Avec les groupes armés non étatiques, le CICR promeut un dialogue «augmenté» en s’appuyant sur des données informatisées qui donnent un aperçu global de la situation. «Nous essayons de connaître la situation économique du groupe armé, note Fiona Terry, mais aussi les blessés qu’il a dans ses rangs, le type de blessures. Nous analysons aussi les raisons expliquant son éventuel manque de confiance dans le droit humanitaire.» La chercheuse insiste: «Dans un tel contexte, la perception du CICR est absolument vitale.»

L’approche comportementale de Fiona Terry est aussi appliquée pour réduire les violences sexuelles perpétrées surtout par des jeunes hommes, notamment au Soudan du Sud et en République centrafricaine: «Nous travaillons sur les croyances des jeunes hommes et les normes sociales qui les animent pour prévenir de telles violences.» Le recours à la réalité virtuelle est aussi un outil précieux, développé en partenariat avec les universités de Lausanne et de Zurich pour faire prendre conscience de la nécessité de faire preuve de retenue dans des théâtres de guerre.
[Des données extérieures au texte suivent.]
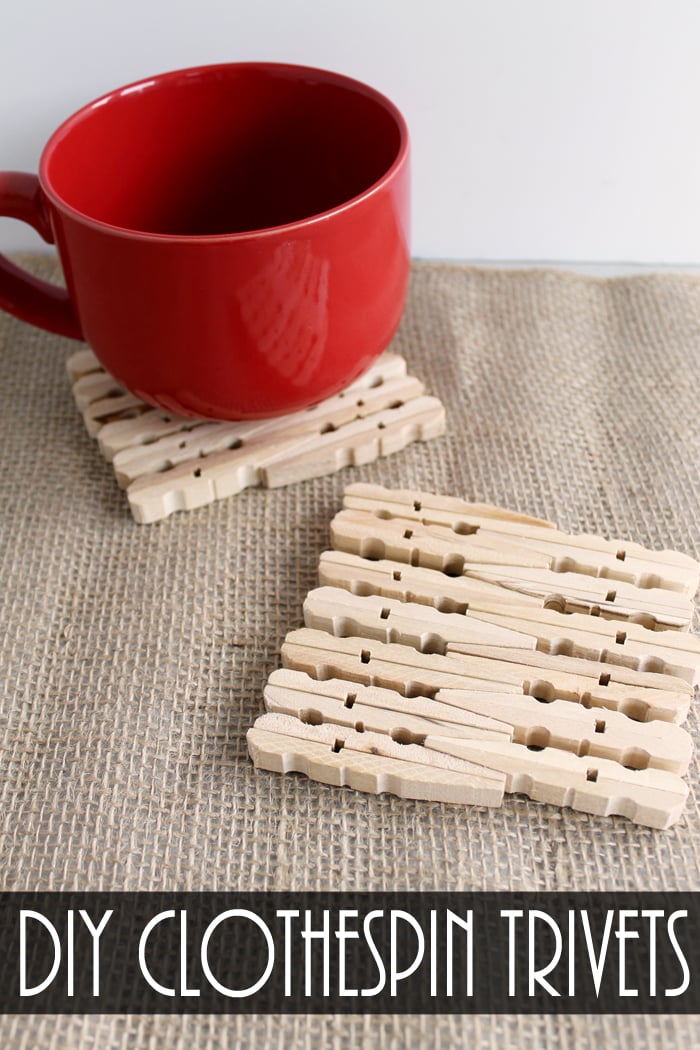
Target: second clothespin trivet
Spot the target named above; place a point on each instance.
(455, 651)
(168, 463)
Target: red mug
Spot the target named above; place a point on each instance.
(234, 238)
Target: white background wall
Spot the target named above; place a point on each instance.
(542, 129)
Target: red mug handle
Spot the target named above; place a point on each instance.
(21, 293)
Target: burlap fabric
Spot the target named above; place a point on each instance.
(133, 657)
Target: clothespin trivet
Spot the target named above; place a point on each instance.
(167, 462)
(457, 651)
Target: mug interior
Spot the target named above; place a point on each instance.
(223, 149)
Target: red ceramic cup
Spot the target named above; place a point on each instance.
(234, 237)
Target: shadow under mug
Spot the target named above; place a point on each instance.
(234, 238)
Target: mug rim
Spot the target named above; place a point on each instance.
(329, 76)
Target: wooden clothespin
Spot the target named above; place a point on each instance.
(574, 552)
(445, 631)
(510, 566)
(396, 666)
(632, 645)
(369, 761)
(481, 716)
(457, 770)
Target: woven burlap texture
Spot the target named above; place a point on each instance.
(133, 657)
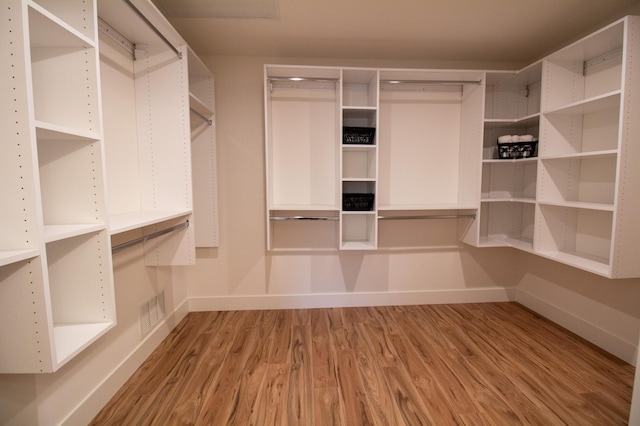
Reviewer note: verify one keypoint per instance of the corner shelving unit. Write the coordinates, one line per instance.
(586, 212)
(56, 279)
(203, 152)
(508, 193)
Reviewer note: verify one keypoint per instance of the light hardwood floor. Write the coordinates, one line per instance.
(471, 364)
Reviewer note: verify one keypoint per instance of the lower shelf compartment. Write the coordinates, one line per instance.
(70, 339)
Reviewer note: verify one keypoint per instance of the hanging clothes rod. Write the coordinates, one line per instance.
(432, 216)
(153, 28)
(284, 218)
(140, 240)
(432, 82)
(206, 119)
(321, 79)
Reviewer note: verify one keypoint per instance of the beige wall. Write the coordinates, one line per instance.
(243, 267)
(602, 310)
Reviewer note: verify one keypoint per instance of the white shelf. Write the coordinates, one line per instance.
(60, 232)
(598, 103)
(70, 339)
(582, 261)
(7, 257)
(517, 243)
(509, 160)
(136, 220)
(199, 106)
(47, 30)
(530, 119)
(509, 200)
(358, 245)
(304, 207)
(50, 131)
(425, 207)
(579, 205)
(579, 155)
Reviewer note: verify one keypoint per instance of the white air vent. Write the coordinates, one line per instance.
(151, 312)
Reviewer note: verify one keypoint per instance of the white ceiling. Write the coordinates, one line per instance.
(516, 31)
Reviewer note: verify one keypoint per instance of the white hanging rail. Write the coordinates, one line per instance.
(206, 119)
(153, 28)
(432, 82)
(140, 240)
(431, 216)
(320, 79)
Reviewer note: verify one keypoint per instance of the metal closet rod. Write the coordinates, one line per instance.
(325, 79)
(423, 82)
(208, 120)
(153, 27)
(432, 82)
(140, 240)
(284, 218)
(431, 216)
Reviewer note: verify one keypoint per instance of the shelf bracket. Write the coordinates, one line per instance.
(153, 28)
(206, 119)
(120, 247)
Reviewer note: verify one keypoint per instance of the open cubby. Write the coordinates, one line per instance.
(576, 236)
(590, 179)
(509, 179)
(505, 223)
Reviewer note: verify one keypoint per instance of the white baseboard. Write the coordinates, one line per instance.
(589, 331)
(87, 409)
(104, 391)
(327, 300)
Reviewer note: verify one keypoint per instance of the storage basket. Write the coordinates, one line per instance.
(358, 135)
(357, 202)
(512, 150)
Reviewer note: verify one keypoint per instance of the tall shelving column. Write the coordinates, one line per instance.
(589, 153)
(301, 157)
(56, 283)
(147, 134)
(203, 152)
(508, 194)
(359, 163)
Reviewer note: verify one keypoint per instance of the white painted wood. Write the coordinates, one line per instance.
(60, 269)
(203, 153)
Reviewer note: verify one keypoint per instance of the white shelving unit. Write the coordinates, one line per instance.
(587, 207)
(509, 187)
(203, 152)
(435, 152)
(302, 157)
(146, 90)
(359, 162)
(56, 281)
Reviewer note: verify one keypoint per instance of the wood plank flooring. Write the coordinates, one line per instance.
(471, 364)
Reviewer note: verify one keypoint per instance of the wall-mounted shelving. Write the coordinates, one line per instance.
(56, 280)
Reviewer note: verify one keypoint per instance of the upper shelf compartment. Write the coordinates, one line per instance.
(513, 96)
(586, 69)
(359, 88)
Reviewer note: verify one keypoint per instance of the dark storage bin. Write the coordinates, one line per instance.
(512, 150)
(358, 135)
(357, 202)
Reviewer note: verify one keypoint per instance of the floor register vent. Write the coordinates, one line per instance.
(151, 312)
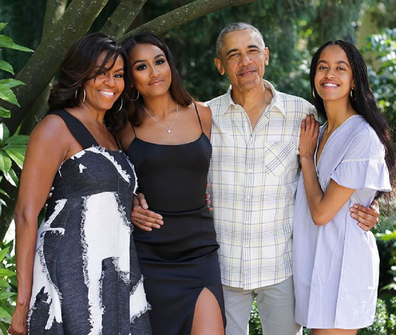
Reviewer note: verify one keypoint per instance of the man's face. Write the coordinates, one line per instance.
(242, 58)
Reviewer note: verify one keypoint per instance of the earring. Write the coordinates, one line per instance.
(352, 94)
(137, 97)
(121, 105)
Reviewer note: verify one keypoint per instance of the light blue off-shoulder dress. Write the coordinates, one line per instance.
(336, 266)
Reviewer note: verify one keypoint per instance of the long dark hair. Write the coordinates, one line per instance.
(362, 100)
(79, 66)
(177, 90)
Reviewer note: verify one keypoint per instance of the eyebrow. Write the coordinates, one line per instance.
(144, 60)
(338, 62)
(253, 46)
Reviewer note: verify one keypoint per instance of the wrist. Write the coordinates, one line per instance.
(306, 156)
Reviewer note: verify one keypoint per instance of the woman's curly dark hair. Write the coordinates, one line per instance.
(80, 65)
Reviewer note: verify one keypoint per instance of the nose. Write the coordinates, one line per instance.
(110, 80)
(245, 59)
(154, 72)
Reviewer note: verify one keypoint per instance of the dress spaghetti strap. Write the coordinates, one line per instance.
(199, 119)
(77, 128)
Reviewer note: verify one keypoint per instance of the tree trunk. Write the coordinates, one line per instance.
(74, 23)
(118, 23)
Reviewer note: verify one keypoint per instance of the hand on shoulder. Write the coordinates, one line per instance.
(205, 114)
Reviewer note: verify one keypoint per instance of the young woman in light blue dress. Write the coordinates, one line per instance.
(349, 160)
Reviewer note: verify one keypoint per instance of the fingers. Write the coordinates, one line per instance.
(367, 217)
(142, 200)
(146, 219)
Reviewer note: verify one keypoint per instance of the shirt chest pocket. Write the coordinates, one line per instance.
(280, 157)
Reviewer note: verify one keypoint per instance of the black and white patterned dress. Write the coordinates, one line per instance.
(86, 273)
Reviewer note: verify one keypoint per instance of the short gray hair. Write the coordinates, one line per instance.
(235, 26)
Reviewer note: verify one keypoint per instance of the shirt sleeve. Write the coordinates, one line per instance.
(363, 165)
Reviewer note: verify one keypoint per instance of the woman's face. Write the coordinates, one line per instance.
(333, 77)
(151, 73)
(104, 89)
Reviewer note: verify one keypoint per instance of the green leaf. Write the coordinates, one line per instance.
(18, 140)
(6, 295)
(4, 132)
(4, 283)
(5, 113)
(10, 83)
(11, 177)
(5, 162)
(17, 155)
(8, 95)
(3, 253)
(6, 66)
(2, 25)
(4, 193)
(5, 272)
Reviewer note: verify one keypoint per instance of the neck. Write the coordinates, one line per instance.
(337, 112)
(255, 99)
(95, 116)
(160, 106)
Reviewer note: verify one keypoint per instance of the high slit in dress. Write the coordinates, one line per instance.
(179, 260)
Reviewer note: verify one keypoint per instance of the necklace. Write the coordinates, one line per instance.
(169, 130)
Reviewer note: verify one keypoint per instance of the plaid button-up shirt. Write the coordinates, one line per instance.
(253, 180)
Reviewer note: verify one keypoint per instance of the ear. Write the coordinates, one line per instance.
(266, 55)
(219, 65)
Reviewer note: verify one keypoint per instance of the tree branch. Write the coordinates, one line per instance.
(53, 12)
(185, 14)
(118, 23)
(44, 63)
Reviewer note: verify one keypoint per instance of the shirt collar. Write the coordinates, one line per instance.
(276, 102)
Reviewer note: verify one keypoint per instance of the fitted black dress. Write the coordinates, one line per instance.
(180, 259)
(86, 274)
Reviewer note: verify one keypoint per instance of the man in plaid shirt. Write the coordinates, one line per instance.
(253, 179)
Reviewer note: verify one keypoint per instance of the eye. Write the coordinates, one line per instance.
(160, 61)
(141, 67)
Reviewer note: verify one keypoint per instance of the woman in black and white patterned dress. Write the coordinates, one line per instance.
(82, 277)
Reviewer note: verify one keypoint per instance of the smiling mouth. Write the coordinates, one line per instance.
(329, 85)
(107, 94)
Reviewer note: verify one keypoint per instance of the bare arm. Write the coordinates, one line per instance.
(46, 149)
(323, 206)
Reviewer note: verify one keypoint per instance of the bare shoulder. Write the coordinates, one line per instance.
(125, 136)
(205, 114)
(51, 129)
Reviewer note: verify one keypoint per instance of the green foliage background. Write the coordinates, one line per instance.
(292, 30)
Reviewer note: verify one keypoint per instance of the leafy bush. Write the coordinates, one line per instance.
(7, 286)
(12, 148)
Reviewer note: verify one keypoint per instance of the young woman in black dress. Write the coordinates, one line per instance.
(166, 136)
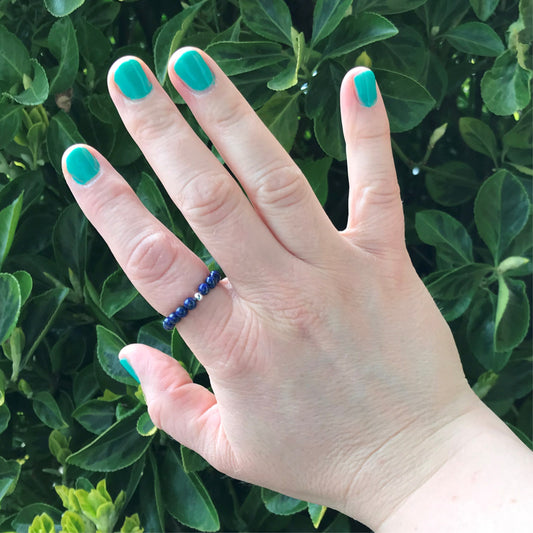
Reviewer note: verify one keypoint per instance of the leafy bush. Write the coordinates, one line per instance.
(455, 77)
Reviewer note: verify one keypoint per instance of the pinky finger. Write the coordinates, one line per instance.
(185, 410)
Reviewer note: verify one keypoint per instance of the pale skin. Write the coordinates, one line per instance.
(335, 378)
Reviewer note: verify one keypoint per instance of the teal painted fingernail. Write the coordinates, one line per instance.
(82, 165)
(193, 70)
(132, 80)
(365, 84)
(126, 364)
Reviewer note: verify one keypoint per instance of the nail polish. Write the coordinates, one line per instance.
(126, 364)
(193, 70)
(82, 165)
(131, 80)
(365, 85)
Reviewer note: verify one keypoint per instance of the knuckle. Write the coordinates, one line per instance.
(207, 199)
(151, 258)
(282, 186)
(148, 127)
(234, 114)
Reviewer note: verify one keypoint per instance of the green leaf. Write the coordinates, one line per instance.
(37, 87)
(185, 496)
(9, 217)
(14, 60)
(485, 382)
(406, 53)
(479, 137)
(475, 38)
(322, 105)
(39, 315)
(505, 88)
(316, 173)
(150, 499)
(448, 235)
(521, 435)
(356, 32)
(245, 56)
(117, 293)
(326, 17)
(10, 121)
(72, 522)
(501, 210)
(388, 7)
(95, 415)
(512, 263)
(288, 77)
(93, 45)
(9, 475)
(22, 522)
(11, 303)
(118, 447)
(512, 314)
(480, 332)
(280, 504)
(483, 8)
(453, 290)
(170, 38)
(316, 513)
(30, 184)
(48, 411)
(63, 44)
(3, 381)
(70, 240)
(453, 183)
(5, 417)
(406, 101)
(107, 348)
(145, 426)
(62, 133)
(60, 8)
(280, 115)
(521, 135)
(268, 18)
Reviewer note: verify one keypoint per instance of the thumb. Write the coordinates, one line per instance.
(375, 216)
(185, 410)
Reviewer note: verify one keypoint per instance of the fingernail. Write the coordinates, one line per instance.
(82, 165)
(193, 70)
(365, 84)
(131, 80)
(126, 364)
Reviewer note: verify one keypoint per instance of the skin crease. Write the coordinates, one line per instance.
(332, 369)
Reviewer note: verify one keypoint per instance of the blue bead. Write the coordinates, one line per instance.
(189, 303)
(174, 318)
(181, 312)
(203, 288)
(168, 324)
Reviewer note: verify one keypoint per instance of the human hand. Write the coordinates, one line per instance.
(332, 369)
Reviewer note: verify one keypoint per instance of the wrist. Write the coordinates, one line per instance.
(479, 480)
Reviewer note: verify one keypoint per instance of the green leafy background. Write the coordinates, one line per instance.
(456, 80)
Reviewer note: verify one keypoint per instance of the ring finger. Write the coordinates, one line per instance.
(159, 265)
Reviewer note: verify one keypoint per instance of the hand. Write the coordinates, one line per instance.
(332, 370)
Fiona Terry ne cherche pas à enjoliver les choses. Pour elle, l’humanitaire n’est pas un acte de foi dans l’humanité, mais plutôt une passion inextinguible née de la colère face aux injustices qui déchirent la planète. Elle voit la tragique famine somalienne en direct en 1992-1993. Son tempérament la pousse à s’interposer face aux brigands qui s’en prennent aux camps de réfugiés. Mais on lui conseille de contenir son courroux. L’Australienne œuvre pour l’ONU en Somalie. Elle nous en parle pourtant avec un ton mâtiné d’euphémismes: l’organisation ne correspond pas à sa personnalité.

Paradoxe humanitaire

Au cours de son parcours, Fiona Terry a été prise dans les contradictions de l’humanitaire. Responsable de MSF France dans les camps de réfugiés rwandais en Tanzanie peu après le génocide, elle fut l’une des premières à prendre la difficile décision de mettre un terme à l’action de MSF: «C’est tout le paradoxe. Nous, humanitaires, pouvons réduire les souffrances des gens dans des conflits, mais nous pouvons aussi involontairement prolonger la guerre. En Tanzanie, quand j’ai vu que les génocidaires profitaient de notre programme d’aide, nous ne pouvions plus continuer.» L’expérience la marquera tellement que, de retour à Canberra, elle en fera le sujet d’une thèse de doctorat, «The Paradox of Humanitarian Action», qui lui vaudra un succès de librairie et le Prix Grawemeyer en 2006, qu’elle touchera dans un stade de baseball à Louisville, Kentucky!

Toujours animée par le feu sacré, Fiona Terry sait garder la distance nécessaire par rapport à son engagement humanitaire et faire preuve, le cas échéant, d’autocritique. Une qualité intrinsèque de la chercheuse.


Profil

1967 Naissance à Oxford, en Angleterre.

1994 Responsable de MSF France dans les camps de réfugiés rwandais en Tanzanie.

2000 Doctorat à l’Université nationale australienne de Canberra.

2015 Conseillère de recherche au CICR.

2018 Responsable du Centre pour la recherche opérationnelle et d’expérience du CICR.